Software by Dyliss

  • AskOmics

    • AskOmics aims at bridging the gap between end user data and the Linked (Open) Data cloud. It allows heterogeneous bioinformatics data (formatted as tabular files) to be loaded in a RDF triplestore and then be transparently and interactively queried.
      AskOmics is made of three software blocks: (1) a web interface for data import, allowing the creation of a local triplestore from user's datasheets and standard data, (2) an interactive web interface allowing "à la carte" query-building, (3) a server performing interactions with local and distant triplestores (queries execution, management of users parameters).

  • Meneco

    • It is a qualitative approach to elaborate the biosynthetic capacities of metabolic networks. In fact, large-scale metabolic networks as well as measured datasets suffer from substantial incompleteness. Moreover, traditional formal approaches to biosynthesis require kinetic information, which is rarely available. Our approach builds upon formal systems for analyzing large-scale metabolic networks. Mapping its principles into Answer Set Programming allows us to address various biologically relevant problems.

  • Fluto

    • Fluto relies on Answer Set Programming (ASP) and a hybrid modelling that associates to ASP a Linear Programming (LP) constraint propagator. Models satisfying the qualitative constraints of network expansion are tested for satisfiability of flux constraints with the LP propagator. Resulting answer sets permit the completion of a metabolic network that ensures the metabolic reaction of interest is activated according to both formalisms.

  • MiSCoTo

    • Metabolic networks are composed of biochemical reactions and gather the expected metabolic capabilities of species. For organisms that live in interaction altogether (microbiotas), complementarity between these networks can be exploited to predict cooperation events. This software takes as inputs metabolic networks for various species (host, symbionts of the microbiota), components of the growth medium and a metabolic objective (metabolites to be produced), and aims at selecting a minimal set of symbionts to ensure the metabolic objective can be achieved. The software can use two types of modelings: a simplified one and another that takes into account the cost of metabolic exchanges and aims at minimizing it.

  • AuReMe

    • AuReMe enables the reconstruction of metabolic networks from different sources based on sequence annotation, orthology, gap-filling and manual curation. The metabolic network is exported as a local wiki allowing to trace back all the steps and sources of the reconstruction. It is highly relevant for the study of non-model organisms, or the comparison of metabolic networks for different strains or a single organism.

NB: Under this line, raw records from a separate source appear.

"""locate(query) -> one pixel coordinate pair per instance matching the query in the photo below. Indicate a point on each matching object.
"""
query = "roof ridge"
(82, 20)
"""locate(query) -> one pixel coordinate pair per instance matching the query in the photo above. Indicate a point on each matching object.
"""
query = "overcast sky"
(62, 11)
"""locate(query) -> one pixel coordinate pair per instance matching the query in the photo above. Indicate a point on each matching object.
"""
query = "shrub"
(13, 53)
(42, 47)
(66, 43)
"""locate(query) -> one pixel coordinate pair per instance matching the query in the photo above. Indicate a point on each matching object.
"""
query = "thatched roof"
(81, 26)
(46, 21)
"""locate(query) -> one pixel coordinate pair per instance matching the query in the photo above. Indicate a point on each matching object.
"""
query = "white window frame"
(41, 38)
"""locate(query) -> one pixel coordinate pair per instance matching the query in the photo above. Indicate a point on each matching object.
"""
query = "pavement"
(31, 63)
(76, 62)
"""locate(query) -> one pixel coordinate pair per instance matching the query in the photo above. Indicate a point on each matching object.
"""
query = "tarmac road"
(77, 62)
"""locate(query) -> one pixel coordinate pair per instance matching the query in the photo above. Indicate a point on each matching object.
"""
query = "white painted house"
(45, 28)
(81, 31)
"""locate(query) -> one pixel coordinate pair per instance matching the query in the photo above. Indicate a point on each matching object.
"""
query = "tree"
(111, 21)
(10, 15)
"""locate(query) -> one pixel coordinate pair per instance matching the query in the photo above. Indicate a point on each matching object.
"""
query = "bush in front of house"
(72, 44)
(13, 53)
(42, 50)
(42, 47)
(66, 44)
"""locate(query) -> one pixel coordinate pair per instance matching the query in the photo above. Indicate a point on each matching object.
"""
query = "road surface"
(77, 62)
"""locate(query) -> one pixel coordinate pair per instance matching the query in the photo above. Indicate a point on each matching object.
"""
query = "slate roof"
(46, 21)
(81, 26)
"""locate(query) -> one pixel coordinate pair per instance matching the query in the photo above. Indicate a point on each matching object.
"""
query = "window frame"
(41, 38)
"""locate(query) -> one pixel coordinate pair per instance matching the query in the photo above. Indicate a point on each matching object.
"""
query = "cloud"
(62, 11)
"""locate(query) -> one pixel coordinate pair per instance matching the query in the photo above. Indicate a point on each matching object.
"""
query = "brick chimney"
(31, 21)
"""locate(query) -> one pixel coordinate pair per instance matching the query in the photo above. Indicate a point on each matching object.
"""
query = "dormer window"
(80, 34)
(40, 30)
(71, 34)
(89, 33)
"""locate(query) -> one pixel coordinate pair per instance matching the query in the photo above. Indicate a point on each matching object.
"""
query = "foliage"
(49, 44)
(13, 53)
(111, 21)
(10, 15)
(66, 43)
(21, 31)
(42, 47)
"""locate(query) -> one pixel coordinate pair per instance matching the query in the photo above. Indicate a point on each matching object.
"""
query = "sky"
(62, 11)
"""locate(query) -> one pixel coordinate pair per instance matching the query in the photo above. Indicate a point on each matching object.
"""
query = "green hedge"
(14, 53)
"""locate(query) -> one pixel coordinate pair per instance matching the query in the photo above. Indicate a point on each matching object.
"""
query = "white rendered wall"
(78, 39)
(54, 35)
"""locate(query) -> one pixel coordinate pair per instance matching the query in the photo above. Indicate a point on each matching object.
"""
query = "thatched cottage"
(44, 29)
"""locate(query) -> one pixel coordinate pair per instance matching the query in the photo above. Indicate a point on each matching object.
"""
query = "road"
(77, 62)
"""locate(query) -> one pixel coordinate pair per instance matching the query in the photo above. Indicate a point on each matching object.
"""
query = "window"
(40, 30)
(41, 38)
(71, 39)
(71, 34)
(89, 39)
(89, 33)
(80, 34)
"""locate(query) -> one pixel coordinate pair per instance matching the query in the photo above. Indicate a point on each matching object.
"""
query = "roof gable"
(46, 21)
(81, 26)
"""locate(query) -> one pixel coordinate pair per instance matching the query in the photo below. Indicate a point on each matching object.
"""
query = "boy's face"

      Five modules are composing AuReMe: 1) The Model-management PADmet module allows manipulating and traceing all metabolic data via a local database. 2) The meneco python package allows the gaps of a metabolic network to be filled by using a topological approach that implements a logical programming approach to solve a combinatorial problem 3) The shogen python package allows genome and metabolic network to be aligned in order to identify genome units which contain a large density of genes coding for enzymes, it also implements a logical programming approach. 4) The manual curation assistance PADmet module allows the reported metabolic networks and their metadata to be curated. 5) The Wiki-export PADmet module enables the export of the metabolic network and its functional genomic unit as a local wiki platform allowing a user-friendly investigation.

  • BioASP

    • ASP4 biology and BioASP It is a meta-package to create a powerful environment of biological data integration and analysis in system biology, based on knowledge representation and combinatorial optimization technologies (ASP). It provides a collection of python applications which encapsulates ASP tools and several encodings making them easy to use by non-expert users out-of-the-box.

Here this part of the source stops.